What Heinberg makes clear is that the oil we use today will not be available for us tomorrow. The Post Carbon Institute recently ran computer-generated scenarios to explore the prospects of replacing our current economy and it could find none. None! So that means we must change our way of life such that we depend less and less on oil. The primary strategy available to us is conservation and many grassroots people have already begun the following projects:
Co-Op Power (New England) is building a community-owned sustainable energy cooperative
Avego is a company that provides tools using private cars for public transport
Bicycle Kitchen (Los Angeles) teaches people how to repair their own bicycles
Transition United States provides networking and training for more sustainable living
Great Lakes Renewable Energy Association educates, advocates, promotes, and publicly demonstrates renewable energy technologies
I don't look forward to the end of the oil age any more than anyone else. It would greatly curtail my air travel and the convenience of my car. I like my home well-heated. I love Texas pink grapefruits in the fall and California vegetables during the winter. I don't want to teach in a classroom where I may have to don an overcoat, hat and gloves. But if oil is too expensive, I may have to make these changes anyway--and many more.

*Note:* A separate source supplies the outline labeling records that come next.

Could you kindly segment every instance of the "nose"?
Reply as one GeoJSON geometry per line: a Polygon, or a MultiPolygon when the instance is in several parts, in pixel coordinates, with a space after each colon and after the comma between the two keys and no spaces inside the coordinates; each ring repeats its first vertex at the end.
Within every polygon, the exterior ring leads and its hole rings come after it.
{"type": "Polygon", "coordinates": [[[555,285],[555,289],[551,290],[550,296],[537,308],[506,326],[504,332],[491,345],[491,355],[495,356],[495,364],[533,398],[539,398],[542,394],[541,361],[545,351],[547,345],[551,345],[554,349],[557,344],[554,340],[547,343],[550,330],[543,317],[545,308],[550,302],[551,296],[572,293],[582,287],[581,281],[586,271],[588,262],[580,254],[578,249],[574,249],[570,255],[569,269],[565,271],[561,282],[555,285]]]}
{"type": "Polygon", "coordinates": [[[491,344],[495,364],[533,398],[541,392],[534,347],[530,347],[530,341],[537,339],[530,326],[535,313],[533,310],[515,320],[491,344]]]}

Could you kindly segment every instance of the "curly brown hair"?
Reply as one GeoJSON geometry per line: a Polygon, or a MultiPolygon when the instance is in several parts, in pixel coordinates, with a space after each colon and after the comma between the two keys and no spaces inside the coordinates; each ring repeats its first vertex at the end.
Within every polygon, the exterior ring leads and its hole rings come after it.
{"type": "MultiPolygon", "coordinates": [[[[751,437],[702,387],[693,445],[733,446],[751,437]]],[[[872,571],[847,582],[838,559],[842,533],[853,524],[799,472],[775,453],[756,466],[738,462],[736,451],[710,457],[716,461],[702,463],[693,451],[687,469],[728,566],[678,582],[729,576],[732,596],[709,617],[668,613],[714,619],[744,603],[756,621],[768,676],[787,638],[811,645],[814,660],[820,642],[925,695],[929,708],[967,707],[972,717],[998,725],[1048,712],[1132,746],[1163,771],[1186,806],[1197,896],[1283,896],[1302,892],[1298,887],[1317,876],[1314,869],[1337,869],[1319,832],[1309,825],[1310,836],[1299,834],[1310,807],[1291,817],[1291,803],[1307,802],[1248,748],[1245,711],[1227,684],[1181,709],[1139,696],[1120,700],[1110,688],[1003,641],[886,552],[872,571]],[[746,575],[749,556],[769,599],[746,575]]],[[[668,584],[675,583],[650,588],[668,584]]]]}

Changing to a new way of living doesn't have to be drudgery. I am currently preparing for the post-peak oil era by learning how to grow food. Surprisingly, this new venture has given me the joy of working the soil, eating good-tasting food, relating to farm animals and feeling great accomplishment after a day's labor. Since I started gardening two summers ago I haven't been sick a single day, which is probably due to being outside in the fresh air so much. I've become more attuned to Nature's ways and enjoy its beauty. I'm meeting and talking to other people who are trying to adapt to the post-peak oil society and have acquired a whole new community of friends.
Many people also fear peak oil because it means the loss of more jobs. However, as a new society emerges, we will require new types of jobs and different skills. Heinberg suggested that the future calls for farmers, energy coaches, home heating/insulation specialists, solar/wind engineers, railroad construction workers, auto and pavement dismantlers, psychotherapists and recyclers to name a few.
However, Heinberg's most hopeful message was that human beings as a species are made to adapt to changing environments and circumstances. We've been through hard times before, he said, and have succeeded in adapting because we are resilient, intelligent and hard working. And, with the future's new challenges, we have an opportunity to re-make our society, which has the potential of being even better than our current one.
Truly, we're in the driver's seat on this one, so to speak, and that gives us a lot of freedom to act rather than rely on someone else or some organization or government to solve our problems.
The solutions to our energy future will require vision, initiative, experimentation, and courage. We can start by talking with our families, neighbors and friends about how to reduce our energy consumption as individual households and in our communities. We can also remember that when it comes to running our own lives, we have the power. Let's use it!